U kuntkopieeren naar elk niet-actieve modelgeheugen. Het modelgeheugen, dat op het moment actief is, kan niet naar zich zelf
gekopieerd worden.
Kopieeren:
Eerst in de functie MODL (modelkeuze) uitkiezen, welk modelgeheugen gekopieerd moet worden. Functie COPY selecteren; het
nummer van het modelgeheugen knippert. Met de toetsen "+" of "-" nu het nummer van het modelgeheugen, waarnaar
gekopieerd gaat worden, kiezen. Dan de CURSOR-toets ">" indrukken, de aanduiding SET knippert. Door het gelijktijdig
indrukken van de beide DATA-toetsen wordt het kopieeren gestart; een piepgeluid betekent, dat de kopie klaar is.

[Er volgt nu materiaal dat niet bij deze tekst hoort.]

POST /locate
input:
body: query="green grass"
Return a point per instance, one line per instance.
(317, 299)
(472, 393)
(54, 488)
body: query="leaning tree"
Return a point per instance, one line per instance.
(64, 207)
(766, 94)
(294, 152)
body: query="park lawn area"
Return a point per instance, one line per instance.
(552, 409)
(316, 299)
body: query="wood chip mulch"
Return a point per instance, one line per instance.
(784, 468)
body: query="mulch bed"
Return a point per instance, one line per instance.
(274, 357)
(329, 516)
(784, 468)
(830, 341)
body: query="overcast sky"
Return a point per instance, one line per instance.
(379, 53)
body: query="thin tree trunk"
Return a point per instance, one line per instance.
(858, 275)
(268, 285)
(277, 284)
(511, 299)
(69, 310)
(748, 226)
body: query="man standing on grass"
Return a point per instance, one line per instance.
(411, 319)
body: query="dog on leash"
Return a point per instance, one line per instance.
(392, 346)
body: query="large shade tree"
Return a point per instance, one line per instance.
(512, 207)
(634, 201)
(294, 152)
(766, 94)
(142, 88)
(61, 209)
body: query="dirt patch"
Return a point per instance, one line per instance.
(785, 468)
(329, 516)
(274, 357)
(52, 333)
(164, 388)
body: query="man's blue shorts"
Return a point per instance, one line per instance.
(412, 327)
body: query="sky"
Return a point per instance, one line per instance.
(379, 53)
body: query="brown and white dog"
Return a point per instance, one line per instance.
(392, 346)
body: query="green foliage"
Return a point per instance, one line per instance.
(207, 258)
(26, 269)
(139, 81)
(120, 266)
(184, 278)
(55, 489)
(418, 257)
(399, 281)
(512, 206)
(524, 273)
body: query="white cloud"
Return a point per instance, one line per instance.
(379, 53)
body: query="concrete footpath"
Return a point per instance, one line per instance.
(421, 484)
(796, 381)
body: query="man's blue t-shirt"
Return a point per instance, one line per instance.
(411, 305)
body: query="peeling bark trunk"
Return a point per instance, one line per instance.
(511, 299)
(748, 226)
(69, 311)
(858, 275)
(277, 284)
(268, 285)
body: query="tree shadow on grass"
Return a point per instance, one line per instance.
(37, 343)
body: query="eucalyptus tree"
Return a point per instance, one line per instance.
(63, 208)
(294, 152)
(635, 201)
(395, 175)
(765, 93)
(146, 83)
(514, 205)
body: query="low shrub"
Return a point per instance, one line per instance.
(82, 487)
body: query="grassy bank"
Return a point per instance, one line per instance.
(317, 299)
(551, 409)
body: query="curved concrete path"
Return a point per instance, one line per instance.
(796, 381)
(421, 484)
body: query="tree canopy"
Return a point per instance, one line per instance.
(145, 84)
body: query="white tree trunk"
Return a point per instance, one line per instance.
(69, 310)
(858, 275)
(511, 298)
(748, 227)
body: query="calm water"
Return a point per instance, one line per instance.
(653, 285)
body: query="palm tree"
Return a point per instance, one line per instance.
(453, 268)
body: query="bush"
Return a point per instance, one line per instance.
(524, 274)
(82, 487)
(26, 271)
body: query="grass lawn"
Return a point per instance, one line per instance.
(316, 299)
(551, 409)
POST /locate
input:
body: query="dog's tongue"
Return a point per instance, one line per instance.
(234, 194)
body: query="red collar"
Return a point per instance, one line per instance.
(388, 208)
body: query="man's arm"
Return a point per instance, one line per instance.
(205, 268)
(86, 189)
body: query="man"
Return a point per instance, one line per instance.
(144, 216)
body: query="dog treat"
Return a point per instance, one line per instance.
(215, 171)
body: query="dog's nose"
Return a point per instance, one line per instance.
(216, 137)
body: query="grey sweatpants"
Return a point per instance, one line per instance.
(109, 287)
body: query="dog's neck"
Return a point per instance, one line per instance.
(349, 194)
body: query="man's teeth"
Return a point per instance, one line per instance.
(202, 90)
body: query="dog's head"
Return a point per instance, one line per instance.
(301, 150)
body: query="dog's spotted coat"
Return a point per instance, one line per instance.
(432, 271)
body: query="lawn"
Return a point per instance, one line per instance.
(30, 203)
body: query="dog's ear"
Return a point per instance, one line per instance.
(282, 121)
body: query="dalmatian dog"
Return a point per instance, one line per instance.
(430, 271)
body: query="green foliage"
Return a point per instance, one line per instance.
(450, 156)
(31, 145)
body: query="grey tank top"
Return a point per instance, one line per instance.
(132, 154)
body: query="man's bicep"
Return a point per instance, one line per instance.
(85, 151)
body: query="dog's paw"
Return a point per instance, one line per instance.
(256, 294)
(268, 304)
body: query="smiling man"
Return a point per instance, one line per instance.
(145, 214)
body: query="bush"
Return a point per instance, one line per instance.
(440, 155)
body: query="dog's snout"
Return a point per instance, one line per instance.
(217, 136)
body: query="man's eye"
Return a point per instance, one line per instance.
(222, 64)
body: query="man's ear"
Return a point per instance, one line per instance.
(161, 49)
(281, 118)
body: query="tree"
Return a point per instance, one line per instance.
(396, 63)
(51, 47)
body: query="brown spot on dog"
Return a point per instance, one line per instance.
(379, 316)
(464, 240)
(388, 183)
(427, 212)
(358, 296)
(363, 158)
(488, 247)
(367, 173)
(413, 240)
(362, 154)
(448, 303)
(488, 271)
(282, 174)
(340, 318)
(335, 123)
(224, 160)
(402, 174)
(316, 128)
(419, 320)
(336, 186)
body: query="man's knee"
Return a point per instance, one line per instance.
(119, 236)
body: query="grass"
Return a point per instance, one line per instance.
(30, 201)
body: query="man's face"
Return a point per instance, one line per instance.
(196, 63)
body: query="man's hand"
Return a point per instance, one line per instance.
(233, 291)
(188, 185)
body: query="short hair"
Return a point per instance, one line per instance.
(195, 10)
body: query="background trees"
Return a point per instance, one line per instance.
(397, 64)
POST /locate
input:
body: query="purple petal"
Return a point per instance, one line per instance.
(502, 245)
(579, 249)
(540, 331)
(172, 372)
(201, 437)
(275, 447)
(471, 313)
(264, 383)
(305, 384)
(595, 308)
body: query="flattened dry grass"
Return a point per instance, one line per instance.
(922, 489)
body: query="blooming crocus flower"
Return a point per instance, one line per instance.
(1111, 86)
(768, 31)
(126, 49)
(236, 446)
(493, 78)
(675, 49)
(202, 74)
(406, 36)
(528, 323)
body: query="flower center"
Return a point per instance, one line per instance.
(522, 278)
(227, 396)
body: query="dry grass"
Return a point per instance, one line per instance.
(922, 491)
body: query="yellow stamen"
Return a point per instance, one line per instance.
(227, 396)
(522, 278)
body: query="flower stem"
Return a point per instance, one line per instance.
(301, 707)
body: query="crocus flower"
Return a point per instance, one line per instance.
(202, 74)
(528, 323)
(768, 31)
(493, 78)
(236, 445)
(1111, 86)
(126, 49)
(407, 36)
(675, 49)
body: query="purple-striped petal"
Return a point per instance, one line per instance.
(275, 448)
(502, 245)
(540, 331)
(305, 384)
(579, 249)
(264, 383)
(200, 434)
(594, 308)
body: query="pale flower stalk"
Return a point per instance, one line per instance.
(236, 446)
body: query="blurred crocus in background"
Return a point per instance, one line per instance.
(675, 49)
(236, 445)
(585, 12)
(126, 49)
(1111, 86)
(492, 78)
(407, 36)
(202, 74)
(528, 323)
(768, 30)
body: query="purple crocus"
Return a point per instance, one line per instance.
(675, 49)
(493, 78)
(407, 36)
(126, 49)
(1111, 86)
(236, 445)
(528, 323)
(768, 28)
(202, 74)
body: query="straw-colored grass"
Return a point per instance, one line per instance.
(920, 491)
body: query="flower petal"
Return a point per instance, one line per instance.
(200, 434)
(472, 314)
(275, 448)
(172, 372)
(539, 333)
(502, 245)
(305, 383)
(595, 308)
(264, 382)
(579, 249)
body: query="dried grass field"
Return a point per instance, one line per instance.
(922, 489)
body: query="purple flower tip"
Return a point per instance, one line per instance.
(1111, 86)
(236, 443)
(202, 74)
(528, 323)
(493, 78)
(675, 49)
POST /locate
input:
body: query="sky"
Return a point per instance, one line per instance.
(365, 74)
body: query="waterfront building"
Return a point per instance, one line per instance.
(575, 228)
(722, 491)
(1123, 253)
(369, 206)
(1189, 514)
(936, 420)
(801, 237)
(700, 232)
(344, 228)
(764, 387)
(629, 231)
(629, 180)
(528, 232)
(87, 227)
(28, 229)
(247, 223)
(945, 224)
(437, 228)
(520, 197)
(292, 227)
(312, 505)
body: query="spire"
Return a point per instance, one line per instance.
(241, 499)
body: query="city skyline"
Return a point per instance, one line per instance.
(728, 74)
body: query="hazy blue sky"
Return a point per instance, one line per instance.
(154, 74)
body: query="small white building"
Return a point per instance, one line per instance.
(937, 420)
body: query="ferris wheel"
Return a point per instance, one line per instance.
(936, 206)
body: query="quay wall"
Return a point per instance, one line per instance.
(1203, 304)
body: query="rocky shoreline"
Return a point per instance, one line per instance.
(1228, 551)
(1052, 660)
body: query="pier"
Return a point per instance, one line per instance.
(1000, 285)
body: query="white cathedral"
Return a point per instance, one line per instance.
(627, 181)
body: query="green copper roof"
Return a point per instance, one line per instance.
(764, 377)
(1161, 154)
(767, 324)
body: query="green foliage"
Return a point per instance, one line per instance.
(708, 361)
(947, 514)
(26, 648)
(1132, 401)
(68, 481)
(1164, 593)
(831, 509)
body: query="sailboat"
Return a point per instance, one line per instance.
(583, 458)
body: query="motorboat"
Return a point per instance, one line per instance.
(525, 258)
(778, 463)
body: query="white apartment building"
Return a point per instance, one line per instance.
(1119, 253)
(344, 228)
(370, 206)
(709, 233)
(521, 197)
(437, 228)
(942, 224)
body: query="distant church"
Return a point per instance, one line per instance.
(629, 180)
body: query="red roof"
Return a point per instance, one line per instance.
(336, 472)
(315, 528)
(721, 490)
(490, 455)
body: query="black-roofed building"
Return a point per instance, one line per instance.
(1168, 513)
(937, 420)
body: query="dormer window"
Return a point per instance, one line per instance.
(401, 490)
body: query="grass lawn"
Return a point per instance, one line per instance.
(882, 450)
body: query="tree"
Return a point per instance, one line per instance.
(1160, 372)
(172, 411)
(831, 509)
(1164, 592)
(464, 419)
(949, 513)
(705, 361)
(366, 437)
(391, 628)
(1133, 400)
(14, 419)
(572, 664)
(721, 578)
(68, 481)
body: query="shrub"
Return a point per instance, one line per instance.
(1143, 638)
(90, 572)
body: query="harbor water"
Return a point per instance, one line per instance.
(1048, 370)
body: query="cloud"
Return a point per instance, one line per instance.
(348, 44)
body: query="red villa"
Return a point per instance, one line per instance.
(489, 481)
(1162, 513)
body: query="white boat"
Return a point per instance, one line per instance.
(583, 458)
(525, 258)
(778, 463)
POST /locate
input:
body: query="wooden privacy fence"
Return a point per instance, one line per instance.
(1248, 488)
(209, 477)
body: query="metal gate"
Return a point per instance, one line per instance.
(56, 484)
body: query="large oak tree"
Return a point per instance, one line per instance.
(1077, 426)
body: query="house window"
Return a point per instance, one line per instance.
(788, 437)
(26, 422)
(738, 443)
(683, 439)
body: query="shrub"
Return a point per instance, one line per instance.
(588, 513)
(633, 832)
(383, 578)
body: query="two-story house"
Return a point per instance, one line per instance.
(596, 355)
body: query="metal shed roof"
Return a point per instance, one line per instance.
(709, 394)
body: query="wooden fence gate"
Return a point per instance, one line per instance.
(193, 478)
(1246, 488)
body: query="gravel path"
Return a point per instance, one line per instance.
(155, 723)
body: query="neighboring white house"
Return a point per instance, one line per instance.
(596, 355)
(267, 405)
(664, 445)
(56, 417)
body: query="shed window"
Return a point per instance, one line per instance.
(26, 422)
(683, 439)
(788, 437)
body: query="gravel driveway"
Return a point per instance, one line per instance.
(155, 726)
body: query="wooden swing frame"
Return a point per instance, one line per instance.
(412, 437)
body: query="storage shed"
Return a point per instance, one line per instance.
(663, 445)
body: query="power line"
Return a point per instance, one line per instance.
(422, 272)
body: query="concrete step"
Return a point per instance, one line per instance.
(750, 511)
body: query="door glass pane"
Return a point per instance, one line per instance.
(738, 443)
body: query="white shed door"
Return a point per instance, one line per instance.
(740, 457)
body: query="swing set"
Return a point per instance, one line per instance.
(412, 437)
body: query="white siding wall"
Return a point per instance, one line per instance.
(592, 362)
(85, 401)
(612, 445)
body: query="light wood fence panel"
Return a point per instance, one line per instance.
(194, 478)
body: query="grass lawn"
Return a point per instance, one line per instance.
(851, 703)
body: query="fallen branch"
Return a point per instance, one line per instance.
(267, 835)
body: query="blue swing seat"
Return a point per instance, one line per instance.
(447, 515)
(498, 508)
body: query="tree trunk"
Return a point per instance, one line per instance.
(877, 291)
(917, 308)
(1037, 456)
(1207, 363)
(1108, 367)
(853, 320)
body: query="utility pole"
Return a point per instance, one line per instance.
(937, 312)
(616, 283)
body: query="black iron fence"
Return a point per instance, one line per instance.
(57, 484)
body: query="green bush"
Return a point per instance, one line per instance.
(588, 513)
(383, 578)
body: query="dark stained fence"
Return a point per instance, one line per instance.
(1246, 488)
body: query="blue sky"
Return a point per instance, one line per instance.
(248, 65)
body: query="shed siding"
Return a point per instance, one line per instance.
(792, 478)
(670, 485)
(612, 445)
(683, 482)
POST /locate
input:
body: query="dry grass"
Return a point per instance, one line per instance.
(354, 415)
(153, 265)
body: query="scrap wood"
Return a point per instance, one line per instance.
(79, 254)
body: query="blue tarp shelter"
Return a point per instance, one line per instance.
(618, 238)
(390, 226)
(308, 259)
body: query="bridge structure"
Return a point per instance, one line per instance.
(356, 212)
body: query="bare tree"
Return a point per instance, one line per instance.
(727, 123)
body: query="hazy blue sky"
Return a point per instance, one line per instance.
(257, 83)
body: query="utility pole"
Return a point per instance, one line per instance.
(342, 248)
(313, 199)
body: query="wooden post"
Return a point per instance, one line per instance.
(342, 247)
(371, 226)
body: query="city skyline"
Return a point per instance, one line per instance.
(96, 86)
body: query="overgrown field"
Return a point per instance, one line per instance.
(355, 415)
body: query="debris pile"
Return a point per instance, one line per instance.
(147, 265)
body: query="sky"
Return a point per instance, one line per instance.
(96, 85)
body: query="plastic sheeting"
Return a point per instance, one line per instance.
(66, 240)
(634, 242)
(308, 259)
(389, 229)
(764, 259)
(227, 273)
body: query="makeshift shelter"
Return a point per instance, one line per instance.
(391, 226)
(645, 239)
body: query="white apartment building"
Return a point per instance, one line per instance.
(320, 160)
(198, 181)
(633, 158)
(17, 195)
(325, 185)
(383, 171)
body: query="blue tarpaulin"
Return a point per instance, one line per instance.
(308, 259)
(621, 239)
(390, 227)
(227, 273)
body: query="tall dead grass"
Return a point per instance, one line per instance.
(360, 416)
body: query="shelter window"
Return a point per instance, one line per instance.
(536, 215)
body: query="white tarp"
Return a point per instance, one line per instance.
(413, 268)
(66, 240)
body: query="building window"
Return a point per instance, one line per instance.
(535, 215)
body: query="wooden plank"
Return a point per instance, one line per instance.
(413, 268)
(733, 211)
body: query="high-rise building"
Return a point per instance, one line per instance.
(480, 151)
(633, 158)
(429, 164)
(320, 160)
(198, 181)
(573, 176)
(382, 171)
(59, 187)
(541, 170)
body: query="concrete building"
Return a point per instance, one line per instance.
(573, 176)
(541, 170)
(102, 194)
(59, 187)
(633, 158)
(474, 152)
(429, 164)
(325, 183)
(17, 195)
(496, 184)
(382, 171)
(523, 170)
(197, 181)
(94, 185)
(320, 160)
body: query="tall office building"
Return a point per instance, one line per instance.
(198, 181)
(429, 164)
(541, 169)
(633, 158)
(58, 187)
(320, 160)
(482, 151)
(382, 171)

Let op: behalve de naam van het model worden alle andere gegevens gewist resp. vervangen.
Geheugen voor trimmer-standen, Memory (Trim-Memory) TMEM (afb.blz.60)
Deze functie slaat op, in welke positie de trimmers onder en naast de stuurknuppels staan. Op deze manier is het mogelijk, voor
elk model de standen van de trimmers na het vliegen te bewaren. Deze opgeslagen instelling is beschikbaar, als de trimmers in
de midden posities staan. De juiste instelling van de trimmers is dus altijd de middenpositie.
Opslaan:
De trimmers zoals gebruikelijk tijdens het sturen in de gewenste posities brengen; hierna de beide DATA-toetsen tegelijk
indrukken. Een pieptoon geeft aan, dat de trimmer-standen opgeslagen zijn in het geheugen. Bij de volgende vlucht hoeft u
slechts de trimmers in de middenstand te schuiven.
Stopwatch, Timer (Timer) TIMR (afb.blz.60)
Met deze functie kunt u tijd meten. Voor het aan- en uitzetten van de stopwatch kan een extra schakelaar of de gasknuppel
gebruikt worden. De stopwatch telt op, de pieper begint 10 seconden voor het einde van de ingeprogrammeerde tijd te piepen.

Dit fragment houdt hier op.